Nick Wingfield is The Information's features editor. You can reach him at nick@theinformation.com or find him on X.
 
Listening: Forged
After accumulating some wealth and fame, Kevin Hearn, the Canadian keyboardist of the Barenaked Ladies, decided to start collecting art a few years ago. And in a burst of national pride, he picked up a piece by Norval Morrisseau, an Indigenous artist who’s been labeled “a Picasso of the North.” 

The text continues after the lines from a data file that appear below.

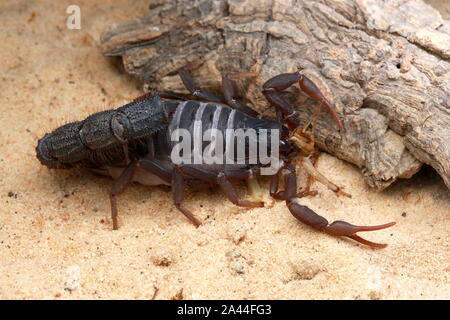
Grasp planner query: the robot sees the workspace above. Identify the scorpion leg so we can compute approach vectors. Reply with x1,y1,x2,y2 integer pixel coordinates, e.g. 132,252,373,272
263,72,344,130
139,159,201,227
300,158,352,198
178,68,223,102
109,161,137,230
180,166,264,208
172,167,201,227
281,166,395,248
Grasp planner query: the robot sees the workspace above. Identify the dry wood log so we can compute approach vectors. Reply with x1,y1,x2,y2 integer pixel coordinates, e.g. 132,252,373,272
102,0,450,189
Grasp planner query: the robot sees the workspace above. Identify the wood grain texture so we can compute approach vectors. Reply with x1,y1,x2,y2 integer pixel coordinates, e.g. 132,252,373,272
102,0,450,189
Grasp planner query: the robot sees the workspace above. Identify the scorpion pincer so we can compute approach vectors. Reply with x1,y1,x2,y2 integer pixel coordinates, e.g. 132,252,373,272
36,69,395,248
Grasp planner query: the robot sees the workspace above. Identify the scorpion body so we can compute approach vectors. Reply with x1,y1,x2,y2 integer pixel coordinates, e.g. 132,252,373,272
36,69,394,247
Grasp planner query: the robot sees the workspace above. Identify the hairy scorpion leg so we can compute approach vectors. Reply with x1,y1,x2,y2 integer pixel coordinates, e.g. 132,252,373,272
263,72,344,130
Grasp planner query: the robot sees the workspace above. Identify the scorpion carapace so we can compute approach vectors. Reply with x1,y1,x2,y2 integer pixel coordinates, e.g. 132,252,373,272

Or at least Hearn thought he had bought a Morrisseau. In reality, he’d purchased a fake, and over the past decade, his efforts to unravel the counterfeit item’s provenance eventually took down a massive international syndicate of art crooks, whose $100 million fraud ranks as one of the largest art swindles ever. “Forged” recounts the tale, with Hearn as a guest and another Indigenous artist, Adrian Stimson, as able host. Let me further pique your interest in the caper they recount: Much of it takes place in Thunder Bay, Ontario, murder capital of Canada.—Abram Brown
Reading: “While Israel Slept” by Yaakov Katz and Amir Bohbot 
In seeking blame, human nature would like an easy, straightforward answer to this question: Who let the bloody October 7 attacks happen? 
But as Yaakov Katz, The Jerusalem Post’s former editor in chief, and Amir Bohbot, a military correspondent at Walla, a top Israeli news outlet, would tell anyone, such an answer is impossible to find. The catastrophe, which they liken to Pearl Harbor, stems from a systemic, nationwide failure: Many, many people share some degree of culpability. They document it in searing, grim detail—and unwind the day’s events with the same somber but insightful depth.

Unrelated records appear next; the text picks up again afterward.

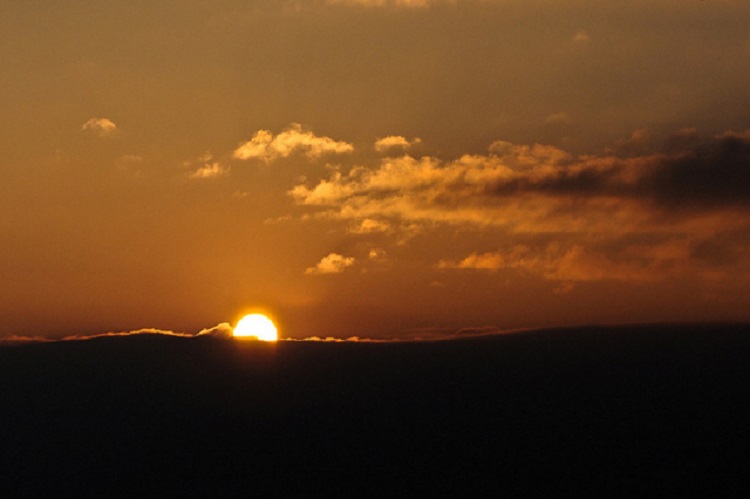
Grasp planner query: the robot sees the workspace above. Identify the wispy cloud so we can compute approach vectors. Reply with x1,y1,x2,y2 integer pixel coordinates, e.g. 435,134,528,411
374,135,422,153
0,322,234,344
326,0,439,8
81,118,118,138
233,123,354,161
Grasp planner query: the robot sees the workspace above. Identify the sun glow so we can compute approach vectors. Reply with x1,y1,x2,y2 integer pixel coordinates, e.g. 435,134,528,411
232,314,279,341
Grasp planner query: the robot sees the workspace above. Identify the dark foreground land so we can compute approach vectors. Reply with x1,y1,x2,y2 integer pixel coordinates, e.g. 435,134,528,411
0,326,750,497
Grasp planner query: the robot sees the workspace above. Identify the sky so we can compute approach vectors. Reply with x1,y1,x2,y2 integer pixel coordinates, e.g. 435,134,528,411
0,0,750,338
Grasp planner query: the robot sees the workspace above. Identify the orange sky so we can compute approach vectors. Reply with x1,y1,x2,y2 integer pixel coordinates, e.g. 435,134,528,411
0,0,750,338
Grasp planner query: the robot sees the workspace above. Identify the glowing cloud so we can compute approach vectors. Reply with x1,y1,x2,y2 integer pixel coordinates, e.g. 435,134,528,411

As a coda, they include a rallying cry for their native land. “What we learned after October 7 is that Israel can overcome any external threat,” they write. “What it cannot overcome is the danger that lies within it—a threat born of division and self-inflicted harm.”—A.B.
Watching: “Fallout
Well, don’t I feel like a man who’s wandered in from the Wasteland and found a steamin’ hot pot of flea soup on the stove: Amazon’s “Fallout” has returned, and the second season is just as mordantly wonderful as its 2024 debut. 
The show draws inspiration from the very long-running videogame series of the same name about a post-apocalyptic future that follows a nuclear armageddon. Thankfully, the series is no dully faithful adaptation of any particular game. The plot is wholly original, and the latest season commences just where the last ended: Lucy (Ella Purnell) is wandering off with the Ghoul (Walton Goggins), a zombie-like bounty hunter, to track down her father (Kyle MacLachlan), who hopes to continue his former employer’s efforts to conquer the world. There’s another timeline set in the past, slowly revealing exactly how the planet ended up as a place with car-size mutant cockroaches. 

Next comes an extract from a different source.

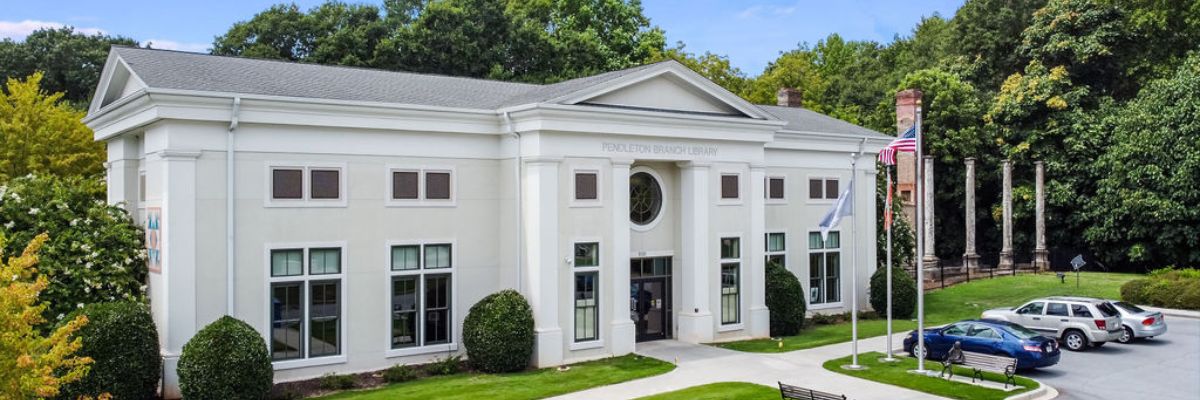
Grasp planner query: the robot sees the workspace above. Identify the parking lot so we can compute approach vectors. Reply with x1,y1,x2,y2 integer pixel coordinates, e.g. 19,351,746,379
1022,317,1200,400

“Fallout” maintains a glad-handish relationship with grossness and gore, and several heads explode even before the season 2 premiere finishes. That sense of humor is what makes the series such a delight, and the show finds great joy in taking poisonous stabs at concepts like groupthink and capitalism. One memorable line gets handed out early to a character with a highly descriptive name, Brain-on-a-Roomba (Michael Esper), who describes his corporate overlords’ desire to manage doomsday’s outcome as “the greatest achievement in the history of vertical integration.”—A.B.